Each greenhouse has 21 ceiling fans that continually move about 3.5 million cubic feet of air. Fans mounted on the side of the greenhouses pull 200,000 cubic feet/minute (cfm) through the structure, providing 12 air changes/hour (every 5 minutes). The air passes through carbon filters (stacks) to scrub out the ammonia before being discharged. After 10 days to two weeks, the solids content is between 50% to 60%. At this point, the remaining water is more difficult to evaporate because the outside of the solids has formed a crust. The reduction in volume of biosolids after solar drying is about 33%.
Next, the solids are conveyed to a 3-story building (about 26-feet tall) that houses the pasteurizer oven, motor control room, parts storage, and some office spaces. The solids drop into a “day hopper” and then go onto a conveyor belt at a depth of 2- to 3-inches. Hot air is forced through the conveyor belt at a rate of 30,000 cfm, which assures that all the material on the belt gets heated from ambient temperature to about 70°C, or 158°F. The speed of the belt can be adjusted, depending on the amount of time required to get all the solids up to 70°C.

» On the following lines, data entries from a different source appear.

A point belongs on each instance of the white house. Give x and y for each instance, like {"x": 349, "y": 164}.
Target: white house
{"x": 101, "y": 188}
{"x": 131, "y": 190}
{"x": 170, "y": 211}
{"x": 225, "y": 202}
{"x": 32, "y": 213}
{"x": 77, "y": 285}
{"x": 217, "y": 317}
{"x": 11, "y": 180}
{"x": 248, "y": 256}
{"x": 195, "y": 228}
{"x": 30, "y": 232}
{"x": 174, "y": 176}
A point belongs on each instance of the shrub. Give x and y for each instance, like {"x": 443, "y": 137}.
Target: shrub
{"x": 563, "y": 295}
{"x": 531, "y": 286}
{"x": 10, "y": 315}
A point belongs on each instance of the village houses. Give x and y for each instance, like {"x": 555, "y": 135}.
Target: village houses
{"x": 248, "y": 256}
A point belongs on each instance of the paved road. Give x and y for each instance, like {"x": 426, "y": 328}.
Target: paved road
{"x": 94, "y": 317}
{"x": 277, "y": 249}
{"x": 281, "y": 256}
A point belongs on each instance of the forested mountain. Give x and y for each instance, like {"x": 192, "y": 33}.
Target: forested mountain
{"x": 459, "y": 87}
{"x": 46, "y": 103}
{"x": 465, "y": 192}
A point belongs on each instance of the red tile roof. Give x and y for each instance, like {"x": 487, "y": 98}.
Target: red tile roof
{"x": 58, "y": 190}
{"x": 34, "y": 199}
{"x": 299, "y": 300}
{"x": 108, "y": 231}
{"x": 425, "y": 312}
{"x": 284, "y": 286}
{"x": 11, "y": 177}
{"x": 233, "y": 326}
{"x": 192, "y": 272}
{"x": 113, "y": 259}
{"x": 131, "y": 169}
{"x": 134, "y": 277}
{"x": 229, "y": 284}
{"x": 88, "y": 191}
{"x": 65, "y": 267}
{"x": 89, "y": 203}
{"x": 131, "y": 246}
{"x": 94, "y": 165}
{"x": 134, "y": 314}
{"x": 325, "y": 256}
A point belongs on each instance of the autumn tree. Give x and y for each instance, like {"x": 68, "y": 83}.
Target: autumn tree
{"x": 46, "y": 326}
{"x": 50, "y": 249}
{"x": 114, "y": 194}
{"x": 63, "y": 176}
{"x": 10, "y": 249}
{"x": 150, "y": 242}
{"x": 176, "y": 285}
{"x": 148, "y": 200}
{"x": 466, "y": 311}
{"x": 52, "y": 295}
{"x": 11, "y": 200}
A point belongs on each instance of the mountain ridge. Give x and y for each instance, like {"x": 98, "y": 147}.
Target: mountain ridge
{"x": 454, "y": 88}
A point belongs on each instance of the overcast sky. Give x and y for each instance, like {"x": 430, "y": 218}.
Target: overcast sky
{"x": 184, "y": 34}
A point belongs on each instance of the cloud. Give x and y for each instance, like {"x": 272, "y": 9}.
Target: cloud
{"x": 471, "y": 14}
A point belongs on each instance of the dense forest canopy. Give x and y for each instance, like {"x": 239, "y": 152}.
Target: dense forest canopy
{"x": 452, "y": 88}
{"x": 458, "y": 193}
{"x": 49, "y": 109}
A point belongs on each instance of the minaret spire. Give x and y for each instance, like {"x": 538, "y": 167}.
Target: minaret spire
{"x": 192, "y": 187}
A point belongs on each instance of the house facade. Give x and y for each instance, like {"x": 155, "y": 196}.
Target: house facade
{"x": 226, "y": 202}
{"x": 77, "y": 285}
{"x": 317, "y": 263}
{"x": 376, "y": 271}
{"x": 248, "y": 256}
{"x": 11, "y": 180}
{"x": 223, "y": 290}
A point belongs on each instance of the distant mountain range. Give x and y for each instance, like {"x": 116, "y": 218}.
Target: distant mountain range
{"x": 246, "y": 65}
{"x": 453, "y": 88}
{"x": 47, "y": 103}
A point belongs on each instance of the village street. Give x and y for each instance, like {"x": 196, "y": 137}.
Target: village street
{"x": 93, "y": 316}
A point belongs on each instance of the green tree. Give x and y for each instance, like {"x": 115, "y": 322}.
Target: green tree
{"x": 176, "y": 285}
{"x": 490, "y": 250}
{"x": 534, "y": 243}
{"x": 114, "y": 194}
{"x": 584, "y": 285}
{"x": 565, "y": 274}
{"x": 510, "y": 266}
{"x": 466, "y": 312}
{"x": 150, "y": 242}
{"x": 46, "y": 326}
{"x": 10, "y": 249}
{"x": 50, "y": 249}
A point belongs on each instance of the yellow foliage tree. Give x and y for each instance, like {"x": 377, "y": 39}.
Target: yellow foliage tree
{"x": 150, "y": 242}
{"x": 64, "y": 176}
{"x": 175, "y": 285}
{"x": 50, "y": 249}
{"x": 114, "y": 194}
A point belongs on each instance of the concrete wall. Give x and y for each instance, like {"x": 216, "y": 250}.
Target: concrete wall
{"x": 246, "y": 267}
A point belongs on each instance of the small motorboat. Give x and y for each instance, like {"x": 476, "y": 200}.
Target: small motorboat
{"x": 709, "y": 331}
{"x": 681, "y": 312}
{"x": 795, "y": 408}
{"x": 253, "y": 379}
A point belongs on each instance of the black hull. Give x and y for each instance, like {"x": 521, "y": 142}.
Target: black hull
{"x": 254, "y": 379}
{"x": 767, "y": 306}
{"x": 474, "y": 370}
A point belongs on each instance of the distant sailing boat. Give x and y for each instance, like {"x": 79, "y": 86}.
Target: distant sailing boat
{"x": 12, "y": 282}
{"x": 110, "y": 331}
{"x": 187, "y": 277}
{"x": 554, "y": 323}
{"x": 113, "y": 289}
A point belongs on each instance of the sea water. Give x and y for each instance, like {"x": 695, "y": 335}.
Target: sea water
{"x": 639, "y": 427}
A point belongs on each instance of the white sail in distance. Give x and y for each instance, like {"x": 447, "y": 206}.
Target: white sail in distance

Next, the heated solids fall onto a conveyor belt in the lower chamber of the oven pasteurization unit. PFRP is achieved by solids remaining on the belt at a temperature of 70°C for 30 minutes. “The belt speed assures that the material stays in the lower chamber for the required amount of time to make a Class A biosolids product,” explains Merrell. “After that 30-minute period, the treated solids can be conveyed into a trailer to be taken to market or be loaded into a storage hopper. The final FloridaGreen product is 86% to 90% solids. It is porous and light and looks like gravel.”
Typical rotary drum dryers heat the biosolids to much higher temperatures, which drives off nitrogen, he adds. “Our process does not offgas the N. It has a 6-8-1 N-P-K [nitrogen:phosphorus:potassium] value. FloridaGreen is sold to composting facilities for soil blending, sod farms, fertilizer manufacturers, sugar cane growers, orchards and other agricultural producers. We are actually sold out until 2024.”
The next step is to construct a bagging facility. The cement has been poured. FloridaGreen will pelletize the product and package it in 30-lb bags.
When Merrell Bros. started providing biosolids dewatering and hauling in Florida in 2010, it saw an opportunity to expand its materials transport services, especially for the composting facilities where it was bringing the biosolids. “We figured out pretty quickly that the facilities needed reliable supplies of wood chips for composting,” says Merrell. “We owned KEITH Manufacturing WALKING FLOOR® trailers for hauling biosolids, and decided to bid on some more routine storm debris management contracts to move out the wood waste, either chipped or unchipped. We also could transport screened compost to end markets.”
The company now has over 50 trailers with KEITH floors. Most have the KEITH® 2299 Impact flooring that is 48-feet long about 8.5-feet wide, and are equipped with the KEITH Running Floor® II DX drive with 3.5-inch cylinders for unloading larger payloads. “We’ve expanded into hauling recyclables such as cardboard and plastic, as well as MSW,” he adds. “The Walking Floors, especially the 48-foot long floors, are a perfect size for trash, compost and green waste. It’s like having a drill that you can use to mix a can of paint with a mixing paddle as well as drill a hole through steel. It’s the right tool for both jobs. The floors are easy to clean out when we switch from one type of material to another. And all have electric tarps, which is a big deal for retaining drivers. The operator just has to hit levers and buttons. We are hauling over 2 million tons/year of materials in the trailers.”